Que disent les organisateurs de cette nouvelle étape ? Amayel Talla, directrice du programme Mastercard Foundation EdTech Fellowship chez EtriLabs, affirme que l’objectif est de « contribuer à l’émergence d’écosystèmes EdTech solides » au Sénégal et au Bénin. Mis en œuvre par EtriLabs avec l’appui de la Fondation Mastercard, le programme veut accompagner des startups technologiques de l’éducation dans ces deux pays.
Comment cette troisième cohorte se distingue-t-elle ? Les candidatures ont fortement progressé, avec 304 dossiers reçus contre une centaine lors de la première édition. Au terme d’un processus de sélection en cinq étapes, huit startups sénégalaises et six béninoises ont été retenues.
Ce que les acteurs ont détaillé à Dakar
Quel appui concret est annoncé pour les startups choisies ? Chaque entreprise bénéficiera d’une subvention de 75 000 dollars, soit environ 45 millionsüFA, sans prise de participation ; un détail rapporté par Sud Quotidien dans le compte rendu de la cérémonie. Amayel Talla a aussi précisé qu’un accompagnement intensif de huit mois est prévu, avec un suivi post-accélération sur deux ans.

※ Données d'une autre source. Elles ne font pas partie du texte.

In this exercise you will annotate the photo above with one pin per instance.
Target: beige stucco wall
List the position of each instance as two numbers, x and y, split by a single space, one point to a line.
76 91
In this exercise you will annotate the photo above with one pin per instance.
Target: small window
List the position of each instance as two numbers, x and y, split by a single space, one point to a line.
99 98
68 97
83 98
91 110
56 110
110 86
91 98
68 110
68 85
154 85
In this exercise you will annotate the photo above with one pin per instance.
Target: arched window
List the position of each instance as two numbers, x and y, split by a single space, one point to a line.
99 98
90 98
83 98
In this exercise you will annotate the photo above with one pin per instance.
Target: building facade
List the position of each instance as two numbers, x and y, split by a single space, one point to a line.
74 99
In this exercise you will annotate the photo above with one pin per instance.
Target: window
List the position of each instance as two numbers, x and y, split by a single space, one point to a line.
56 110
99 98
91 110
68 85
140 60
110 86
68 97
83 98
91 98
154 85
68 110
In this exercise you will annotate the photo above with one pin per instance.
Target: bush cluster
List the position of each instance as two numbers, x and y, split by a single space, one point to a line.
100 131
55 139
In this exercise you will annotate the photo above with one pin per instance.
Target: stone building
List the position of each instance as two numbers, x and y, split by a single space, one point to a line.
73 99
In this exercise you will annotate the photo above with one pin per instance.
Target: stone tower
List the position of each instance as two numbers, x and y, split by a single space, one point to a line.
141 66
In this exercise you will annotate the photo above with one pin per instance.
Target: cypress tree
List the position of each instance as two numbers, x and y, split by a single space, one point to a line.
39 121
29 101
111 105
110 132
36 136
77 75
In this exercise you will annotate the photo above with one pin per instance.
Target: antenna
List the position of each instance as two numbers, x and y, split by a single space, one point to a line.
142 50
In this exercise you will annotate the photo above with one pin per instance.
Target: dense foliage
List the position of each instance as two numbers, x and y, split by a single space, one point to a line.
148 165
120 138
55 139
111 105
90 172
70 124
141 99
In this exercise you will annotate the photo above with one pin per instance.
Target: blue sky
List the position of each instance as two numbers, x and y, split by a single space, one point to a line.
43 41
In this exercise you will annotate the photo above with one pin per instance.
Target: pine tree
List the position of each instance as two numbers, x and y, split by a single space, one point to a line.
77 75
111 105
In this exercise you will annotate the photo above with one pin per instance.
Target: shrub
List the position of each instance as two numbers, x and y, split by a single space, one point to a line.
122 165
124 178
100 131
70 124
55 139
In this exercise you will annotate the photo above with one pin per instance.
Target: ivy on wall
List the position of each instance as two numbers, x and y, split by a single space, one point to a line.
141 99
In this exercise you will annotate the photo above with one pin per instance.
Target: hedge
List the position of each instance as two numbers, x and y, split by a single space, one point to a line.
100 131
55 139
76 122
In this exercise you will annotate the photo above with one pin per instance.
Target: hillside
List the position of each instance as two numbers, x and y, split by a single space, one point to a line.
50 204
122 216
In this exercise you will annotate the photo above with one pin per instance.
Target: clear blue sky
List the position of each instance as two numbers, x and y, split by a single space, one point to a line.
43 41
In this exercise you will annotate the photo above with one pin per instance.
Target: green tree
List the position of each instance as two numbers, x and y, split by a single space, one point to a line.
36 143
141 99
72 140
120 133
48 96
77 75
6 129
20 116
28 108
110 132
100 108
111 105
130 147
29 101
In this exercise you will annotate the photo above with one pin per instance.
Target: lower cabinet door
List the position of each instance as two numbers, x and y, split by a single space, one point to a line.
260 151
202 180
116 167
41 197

Quelles autres ressources sont promises ? Les entreprises sélectionnées auront accès à des mentors, à des experts internationaux et à l’université Carnegie Mellon. Les responsables du programme présentent cet appui comme un levier pour structurer davantage l’écosystème EdTech dans les deux pays concernés.
Quelle a été la réaction des autorités ? Présidant la cérémonie, le ministre de l’Enseignement supérieur, Pr Daouda Ngom, a salué « une collaboration structurée tournée vers des résultats concrets ». Selon lui, les technologies éducatives constituent aujourd’hui « un levier majeur pour démocratiser l’accès au savoir, améliorer la qualité des apprentissages et réduire les inégalités ».
Quels résultats et quels exemples ont été mis en avant ? Après les deux premières cohortes, plus de 240 000 apprenants ont déjà été impactés au Sénégal grâce aux solutions développées par les startups accompagnées. Parmi les entreprises retenues figure École au Sénégal, fondée par Chérif Ndiaye, dont la plateforme revendique 1,5 million d’apprenants et plus de 10 000 ressources numériques, avec des cours vidéo, des exercices et des classes virtuelles accessibles sur mobile et en ligne.